4. 4. Los grandes y doctos filósofos de este mundo, los superiores a todos los demás, opinaron que el alma humana es inmortal. Y no sólo opinaron, sino que lo defendieron con cuantos argumentos pudieron, dejando escritas para la posteridad las pruebas que aportaron. Existen los libros; pueden leerse. Dije que estos filósofos eran mejores comparándolos con otros peores, pues los hubo que afirmaban que, una vez muerto, no queda al hombre vida alguna. Sin duda, hay que anteponer aquéllos a éstos. En la medida en que aquéllos eran mejores -aunque se desviasen de la verdad en muchos puntos-, en la medida en que eran superiores, se habían ido acercando a la verdad. Los que creyeron y afirmaron que las almas humanas eran inmortales, investigaron, en cuanto era posible a su condición humana, las causas de los males, de las miserias y errores que padecían los hombres mortales. Dijeron como pudieron que en una vida anterior se habían cometido no sé qué pecados, a causa de los cuales las almas se hicieron merecedoras de estos cuerpos como de una cárcel. Luego se preguntaron qué habrá una vez que el hombre haya muerto. También en este punto exprimieron sus cerebros; se fatigaron al máximo para dar una explicación a los hombres, tanto a sí mismos como a los demás, y afirmaron que las almas de los hombres que han vivido mal, mancilladas por pésimas costumbres, después de salir de los cuerpos, vuelven en el acto a otros cuerpos, donde sufren las penas que vemos; en cambio, las almas que han vivido bien, después de abandonar los cuerpos, van a lo alto de los cielos, reposan allí, ya sea en las estrellas y astros visibles, ya en cualesquiera otros lugares celestes y ocultos, olvidan todos los males pasados y les entra el deseo de retornar a los cuerpos, y vuelven otra vez a padecer estos males. La diferencia, por tanto, que ellos quisieron ver entre las almas de los pecadores y las de los justos reside precisamente en que -según dicen- las almas de los pecadores se encarnan en otros cuerpos nada más abandonar el que tenían, mientras que las almas de los justos, por el contrario, permanecen durante un tiempo en el reposo; pero no por siempre, pues de nuevo se sienten agradablemente atraídas por los cuerpos, y, después de tal grado de justicia, labran su propia ruina al descender desde lo más alto de los cielos hasta estos males.
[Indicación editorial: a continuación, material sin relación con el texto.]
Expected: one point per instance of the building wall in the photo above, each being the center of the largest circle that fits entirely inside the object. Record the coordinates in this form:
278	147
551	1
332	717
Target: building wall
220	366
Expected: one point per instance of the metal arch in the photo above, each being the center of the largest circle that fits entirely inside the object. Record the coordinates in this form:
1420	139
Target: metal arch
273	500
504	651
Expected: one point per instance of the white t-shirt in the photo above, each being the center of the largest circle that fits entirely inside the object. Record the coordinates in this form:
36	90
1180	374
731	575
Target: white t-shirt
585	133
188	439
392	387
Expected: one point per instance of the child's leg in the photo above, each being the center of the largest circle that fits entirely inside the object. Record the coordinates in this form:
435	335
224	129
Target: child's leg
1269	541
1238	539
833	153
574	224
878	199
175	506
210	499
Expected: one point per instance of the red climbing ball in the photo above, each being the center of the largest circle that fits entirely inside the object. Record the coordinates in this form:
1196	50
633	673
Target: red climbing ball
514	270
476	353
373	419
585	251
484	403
5. Esto lo dijeron filósofos muy grandes. Es lo más lejos a donde han podido llegar los filósofos de este mundo, de los que dice nuestra Escritura: Dios hizo necia la sabiduría de este mundo5. Si así trató a la sabiduría, ¡qué no haría con la necedad! Si la sabiduría del mundo es necedad ante Dios, ¡cuán lejos está de Dios la verdadera necedad del mundo! Hay, sin embargo, cierta necedad de este mundo que se eleva hasta Dios. De ella dice el Apóstol: Dado que el mundo, con su propia sabiduría, no conoció a Dios en su sabiduría divina, plugo a Dios salvar a los creyentes por la necedad de la predicación. Y continúa: Porque los judíos piden señales y los griegos buscan sabiduría, mientras que nosotros predicamos a Cristo crucificado, escándalo para los judíos y necedad para los griegos, mas para los llamados, judíos o griegos, Cristo es el poder y la sabiduría de Dios6. Vino Cristo el Señor, Sabiduría de Dios: suena el trueno en el cielo, cállense las ranas. Lo que dijo la Verdad es verdad. Es manifiesto -como ella dijo- que, a causa del pecado, la raza humana se halla sumergida en el mal. Mas quien crea en el Mediador, puesto a mitad de camino entre Dios y los hombres7 -entre el Dios justo y los hombres injustos, hombre justo que estuviese en el medio poseyendo la humanidad de abajo y la justicia de arriba, y por eso mismo colocado en el medio: con una cosa de aquí abajo y con otra de allí arriba, pues si ambas cosas las poseyese de allí, allí estaría, y si las dos fuesen de aquí, yacería a nuestro lado y no estaría en el medio-; por tanto, repito, quien crea en el mediador y viva fiel y santamente, abandonará ciertamente el cuerpo y encontrará descanso; pero luego recuperará el cuerpo, que no será causa de sufrimiento, sino fuente de belleza, y vivirá con Dios por toda la eternidad. Nada habrá que le tiente a desear volver, puesto que tendrá consigo al cuerpo. Por tanto, amadísimos, dado que hoy os he indicado lo que dicen incluso los filósofos de este mundo, cuya sabiduría Dios reputó por necedad, mañana, con la ayuda del Señor, podremos exponerlo.